Conversation
Greptile SummaryThis PR applies documentation fixes to the extraction section: updating GPU examples in prerequisites, clarifying the Python vs HTTP API return types, correcting VLM caption parameters, expanding library-mode quickstart examples, and fixing quickstart guide installation steps.
|
| Filename | Overview |
|---|---|
| docs/docs/extraction/quickstart-library-mode.md | Major expansion of library-mode examples, but both code examples use NvIngestClient (undefined) instead of the imported NemoRetrieverClient, causing a NameError for any user who runs them. |
| docs/docs/extraction/quickstart-guide.md | New "Step 2" H2 inserted mid-list breaks ordered-list structure; leaves old docker ps table outside a code fence, duplicates the tip text and docker exec steps, and presents conflicting package versions (26.1.2 vs 26.3.0-RC4). |
| docs/docs/extraction/python-api-reference.md | New "Caption Images" section added with correct parameter docs, but the code example chains .ingest() inside the builder and assigns the list result to ingestor, making the variable name misleading and likely to cause AttributeError in follow-on usage. |
| docs/docs/extraction/prerequisites.md | Minor GPU example simplification — removed H100/H200 NVL to align with support matrix. Clean, correct change. |
| docs/docs/extraction/v2-api-guide.md | Adds useful clarification note distinguishing Python client vs HTTP API return shapes, and corrects the FAQ answer about detecting PDF splitting. Clean, accurate additions. |
Flowchart
%%{init: {'theme': 'neutral'}}%%
flowchart TD
A[User follows docs] --> B{Which quickstart?}
B --> |Service mode| C[quickstart-guide.md]
B --> |Library mode| D[quickstart-library-mode.md]
B --> |Python API| E[python-api-reference.md]
C --> C1[Step 1: Deploy services via Docker Compose]
C1 --> C2["## Step 2 new — install 26.3.0-RC4 breaks list structure"]
C2 --> C3["Step i — install 26.1.2 version conflict and duplicate tip"]
C3 --> C4[Step j — docker exec]
D --> D1[run_pipeline in subprocess]
D1 --> D2["NvIngestClient not imported — NameError"]
D2 --> D3[Ingestor → ingest]
E --> E1[Ingestor builder chain]
E1 --> E2[".caption().ingest() returns list stored as ingestor"]
E2 --> E3["Follow-on ingestor.method() raises AttributeError"]
Prompt To Fix All With AI
This is a comment left during a code review.
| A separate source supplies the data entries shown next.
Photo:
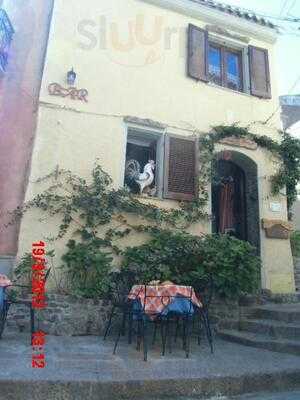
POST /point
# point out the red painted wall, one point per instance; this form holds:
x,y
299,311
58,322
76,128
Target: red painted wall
x,y
19,93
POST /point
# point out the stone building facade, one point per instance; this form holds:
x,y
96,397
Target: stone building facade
x,y
149,74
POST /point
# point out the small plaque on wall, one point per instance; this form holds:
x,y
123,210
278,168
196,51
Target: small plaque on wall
x,y
275,207
277,229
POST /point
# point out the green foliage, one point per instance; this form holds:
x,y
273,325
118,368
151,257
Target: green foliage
x,y
187,259
289,173
295,243
24,269
287,151
93,208
88,267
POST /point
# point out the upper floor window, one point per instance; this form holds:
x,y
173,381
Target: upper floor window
x,y
225,67
161,165
6,34
210,61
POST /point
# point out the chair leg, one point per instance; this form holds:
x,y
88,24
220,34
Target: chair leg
x,y
168,336
208,330
154,333
130,327
176,330
32,322
124,324
3,316
139,335
199,330
145,342
188,334
163,337
108,325
117,341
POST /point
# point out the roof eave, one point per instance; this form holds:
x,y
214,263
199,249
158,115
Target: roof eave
x,y
215,16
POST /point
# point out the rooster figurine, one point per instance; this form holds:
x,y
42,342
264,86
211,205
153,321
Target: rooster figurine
x,y
133,174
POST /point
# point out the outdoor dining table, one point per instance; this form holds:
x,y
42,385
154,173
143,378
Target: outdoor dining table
x,y
154,300
4,283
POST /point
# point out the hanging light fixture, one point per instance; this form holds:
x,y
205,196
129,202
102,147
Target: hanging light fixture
x,y
71,77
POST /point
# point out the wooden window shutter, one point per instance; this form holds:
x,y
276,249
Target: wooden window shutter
x,y
181,168
259,72
198,53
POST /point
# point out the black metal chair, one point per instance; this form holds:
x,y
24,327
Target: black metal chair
x,y
205,291
141,318
122,282
7,302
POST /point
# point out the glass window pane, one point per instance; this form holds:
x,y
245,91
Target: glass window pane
x,y
233,72
214,62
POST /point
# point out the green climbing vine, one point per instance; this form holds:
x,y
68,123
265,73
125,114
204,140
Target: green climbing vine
x,y
94,203
287,151
99,217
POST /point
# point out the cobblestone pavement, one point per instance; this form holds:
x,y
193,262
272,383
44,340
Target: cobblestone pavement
x,y
83,367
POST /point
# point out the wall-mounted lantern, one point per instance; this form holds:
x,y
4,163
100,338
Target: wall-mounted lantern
x,y
71,77
55,89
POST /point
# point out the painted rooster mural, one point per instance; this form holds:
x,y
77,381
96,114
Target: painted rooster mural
x,y
134,176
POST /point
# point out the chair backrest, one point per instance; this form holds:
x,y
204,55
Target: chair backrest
x,y
47,274
205,289
122,282
166,300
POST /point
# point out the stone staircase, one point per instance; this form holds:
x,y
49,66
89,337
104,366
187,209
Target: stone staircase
x,y
297,274
272,326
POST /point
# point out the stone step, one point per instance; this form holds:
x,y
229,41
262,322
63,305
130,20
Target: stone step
x,y
272,329
261,341
289,313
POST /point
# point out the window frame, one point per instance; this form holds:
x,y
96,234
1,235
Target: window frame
x,y
225,48
8,32
159,136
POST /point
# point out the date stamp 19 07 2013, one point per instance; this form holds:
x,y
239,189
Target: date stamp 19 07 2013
x,y
38,281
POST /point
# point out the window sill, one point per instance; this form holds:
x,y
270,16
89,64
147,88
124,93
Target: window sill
x,y
247,94
157,200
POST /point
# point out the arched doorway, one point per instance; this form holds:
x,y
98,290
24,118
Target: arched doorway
x,y
235,200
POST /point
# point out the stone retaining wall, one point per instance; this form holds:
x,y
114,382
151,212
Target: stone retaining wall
x,y
64,315
70,316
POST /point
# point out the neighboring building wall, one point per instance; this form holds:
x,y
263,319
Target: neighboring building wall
x,y
296,217
290,115
290,110
19,91
145,79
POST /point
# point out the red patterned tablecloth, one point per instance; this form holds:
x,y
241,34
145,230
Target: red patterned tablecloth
x,y
4,281
158,297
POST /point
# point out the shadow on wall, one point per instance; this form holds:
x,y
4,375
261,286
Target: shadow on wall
x,y
296,217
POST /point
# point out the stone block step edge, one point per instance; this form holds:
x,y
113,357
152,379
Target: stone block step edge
x,y
146,390
261,341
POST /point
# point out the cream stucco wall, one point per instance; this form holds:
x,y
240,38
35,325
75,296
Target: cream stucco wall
x,y
127,74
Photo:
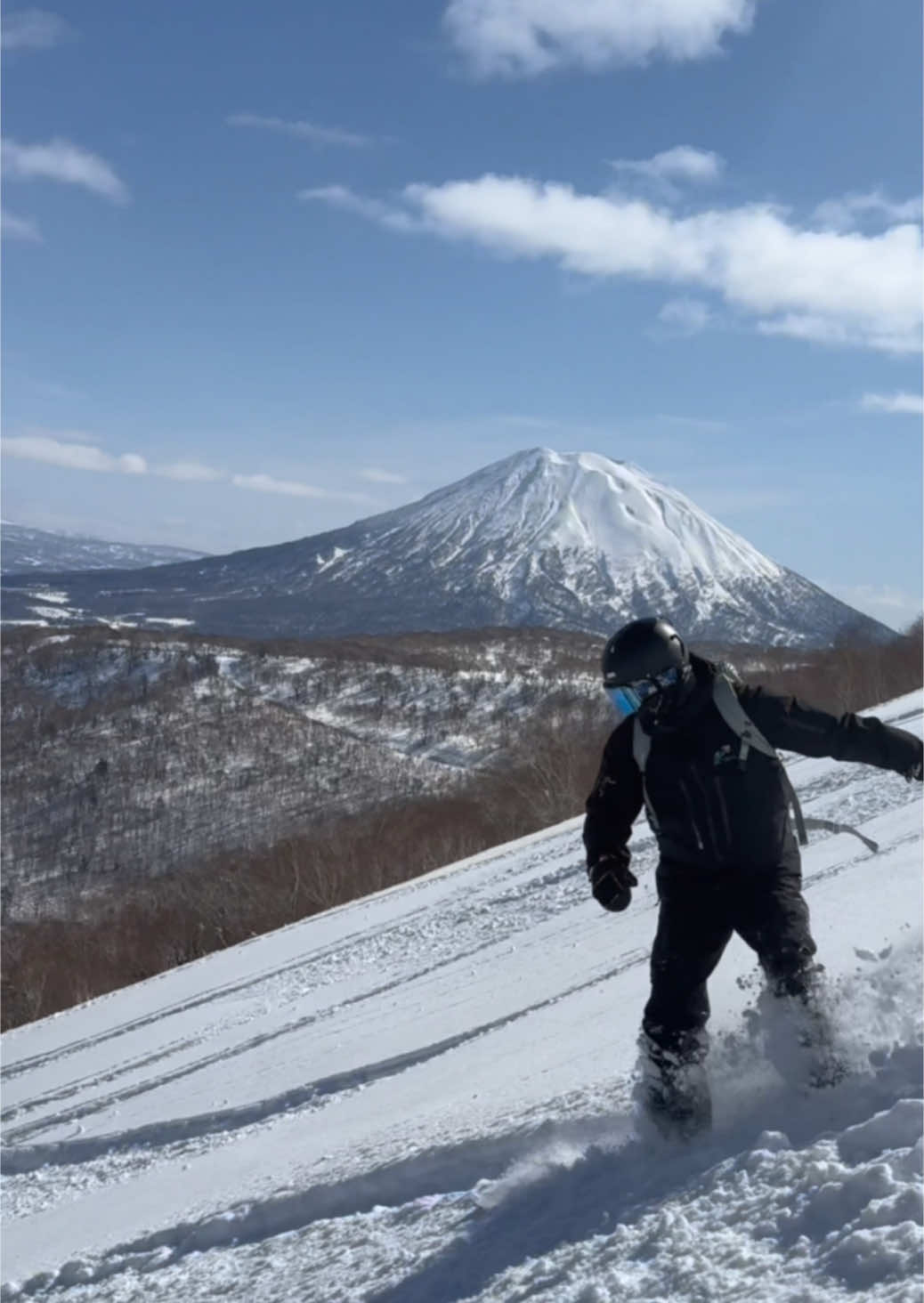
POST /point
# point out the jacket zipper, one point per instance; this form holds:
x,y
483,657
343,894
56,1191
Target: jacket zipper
x,y
700,783
693,816
726,821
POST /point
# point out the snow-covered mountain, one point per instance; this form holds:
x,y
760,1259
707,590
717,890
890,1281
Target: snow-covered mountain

Path: docs/docs/extraction/quickstart-library-mode.md
Line: 25
Comment:
**`NvIngestClient` not imported — NameError on execution**
Both code examples import `NemoRetrieverClient` but then instantiate `NvIngestClient`, which is never imported. Any user who runs this example will immediately hit `NameError: name 'NvIngestClient' is not defined`. The same issue is present at line 309 in the `launch_libmode_and_run_ingestor.py` example. Replace `NvIngestClient` with `NemoRetrieverClient` in both locations.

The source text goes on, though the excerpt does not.